The output data of the previous convolutional layer are a plurality of feature maps, and the first slice selection module establishes association processing between each feature map and the corresponding feature map contained in the first convolutional layer to determine a preset number of target feature maps which have a high matching degree with the output data.

Step 104: calling the first convolutional layer to and using the first convolutional layer to carry out convolutional processing on the output data of the previous convolutional layer by the first convolutional layer based on the target feature map to obtain output data.

As another implementation mode, when a convolutional neural network carries out convolutional processing on an image, for a first convolutional layer provided with a first slice selection module, output data of the previous convolutional layer are respectively input into the first slice selection module and the first convolutional layer, and the first convolutional layer can carry out convolutional processing on the output data of the previous convolutional layer so as to obtain alternative feature maps. The first slice selection module may determine a target feature map from the alternative feature maps based on the output data of the previous convolutional layer, and the determined target feature map is taken as output data of the first convolutional layer.

For a second convolutional layer which does not include a slice selection module, the second convolutional layer can carry out convolutional processing on the output data of the previous layer to obtain a plurality of feature maps, and the feature maps are output data of the second convolutional layer.

A specific manner in which the convolutional layers carry out convolutional processing on the input data based on the feature maps can be seen with reference to an existing related technology and will not be described in detail in the embodiment of the present application.

After the first convolutional layer and the first slice selection module process the output data of the previous convolutional layer, the data are output to the next convolutional layer; the next convolutional layer executes processes in the steps 101 to 104 to obtain output data, the output data are input to the next convolutional layer, and when each convolutional layer processes the output data of the previous convolutional layer, the steps 101 to 104 are executed until each convolutional layer in the convolutional neural network is executed completely, and the feature map corresponding to the image is predicted.

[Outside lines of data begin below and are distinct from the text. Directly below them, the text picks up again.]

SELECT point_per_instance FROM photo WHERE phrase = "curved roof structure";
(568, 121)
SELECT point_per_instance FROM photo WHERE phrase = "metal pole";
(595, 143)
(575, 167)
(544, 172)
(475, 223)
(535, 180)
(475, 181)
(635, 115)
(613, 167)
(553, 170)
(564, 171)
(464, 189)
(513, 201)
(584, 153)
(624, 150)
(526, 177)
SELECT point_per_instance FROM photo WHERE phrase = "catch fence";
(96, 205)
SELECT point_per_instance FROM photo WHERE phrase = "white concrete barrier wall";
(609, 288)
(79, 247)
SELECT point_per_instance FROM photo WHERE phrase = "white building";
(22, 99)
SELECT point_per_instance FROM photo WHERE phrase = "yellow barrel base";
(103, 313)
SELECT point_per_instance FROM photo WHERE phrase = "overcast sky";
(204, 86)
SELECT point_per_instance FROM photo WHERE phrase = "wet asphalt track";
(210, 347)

Based on the image processing method provided by the embodiment of the present application, the slice selection module is arranged for one or more convolutional layers in the convolutional neural network in advance, in a process of predicting the image by the convolutional neural network, the feature maps in the convolutional layers are screened through the slice selection module, convolutional output is calculated by selecting part of the feature maps from the feature maps contained in the convolutional layers as the target feature maps, and compared with an existing image processing method in which the feature maps in the convolutional layers are not screened, and the various feature maps contained in the convolutional layers are taken as target feature maps to calculate convolutional output, the image processing method provided by the embodiment of the present application has the characteristic that the amount of calculation can be reduced, and thus, the task processing efficiency is improved.

Embodiment 2

Referring to FIG. 2, a flowchart of steps of an image processing method of Embodiment 2 of the present application is shown.

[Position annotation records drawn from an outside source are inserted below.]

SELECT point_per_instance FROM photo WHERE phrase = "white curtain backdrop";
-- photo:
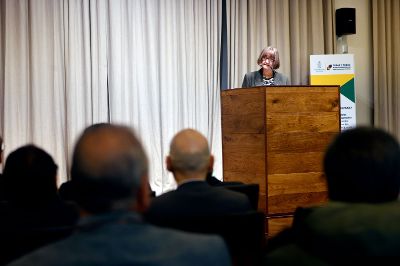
(150, 64)
(297, 28)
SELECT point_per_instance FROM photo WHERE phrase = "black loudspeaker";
(345, 21)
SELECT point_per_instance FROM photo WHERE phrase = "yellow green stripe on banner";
(345, 81)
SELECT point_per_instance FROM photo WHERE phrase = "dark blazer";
(122, 238)
(339, 232)
(197, 198)
(254, 79)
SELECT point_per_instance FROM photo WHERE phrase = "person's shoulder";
(205, 249)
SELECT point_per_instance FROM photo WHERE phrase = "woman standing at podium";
(269, 62)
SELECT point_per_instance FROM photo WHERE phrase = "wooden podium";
(276, 137)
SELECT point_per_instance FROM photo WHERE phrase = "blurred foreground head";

The image processing method in the embodiment of the present application may specifically include the following steps.

Step 201: in a process of carrying out convolutional processing on an image through a convolutional neural network, determining whether a first convolutional layer pre-called currently includes a first slice selection module or not; if so, step 202 is executed; and if not, preset operation is executed.

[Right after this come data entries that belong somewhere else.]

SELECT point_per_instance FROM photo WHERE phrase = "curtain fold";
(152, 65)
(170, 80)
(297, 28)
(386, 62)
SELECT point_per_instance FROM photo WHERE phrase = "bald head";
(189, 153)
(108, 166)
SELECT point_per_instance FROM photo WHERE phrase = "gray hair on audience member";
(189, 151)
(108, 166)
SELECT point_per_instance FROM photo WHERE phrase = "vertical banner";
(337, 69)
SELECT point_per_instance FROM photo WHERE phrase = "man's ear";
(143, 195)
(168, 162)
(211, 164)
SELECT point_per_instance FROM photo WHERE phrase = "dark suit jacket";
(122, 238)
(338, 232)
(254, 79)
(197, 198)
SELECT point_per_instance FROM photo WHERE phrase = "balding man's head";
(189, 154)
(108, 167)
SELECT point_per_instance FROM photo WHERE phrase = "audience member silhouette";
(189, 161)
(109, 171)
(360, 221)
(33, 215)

The convolutional neural network includes a plurality of convolutional layers, and each convolutional layer includes a plurality of feature maps. A slice selection module can be selectively provided to one or more convolutional layers based on practical requirements. The training mode of a convolutional neural network including a slice selection module is the same as that of a convolutional neural network not including the slice selection module, and therefore, training of the convolutional neural network in the embodiment of the present application refers to the related art, and it is not specifically limited in the embodiment of the present application.

An image is input into the convolutional neural network, and is processed by the various convolutional layers to obtain a feature map. In the convolutional neural network, output data of the previous convolutional layer are used as input data of the next convolutional layer, and a final result is obtained after layer-by-layer convolutional processing. Processing flows of the different convolutional layers to the input data are the same, and the processing flow of a single convolutional layer is illustrated as an example in the embodiment of the present application.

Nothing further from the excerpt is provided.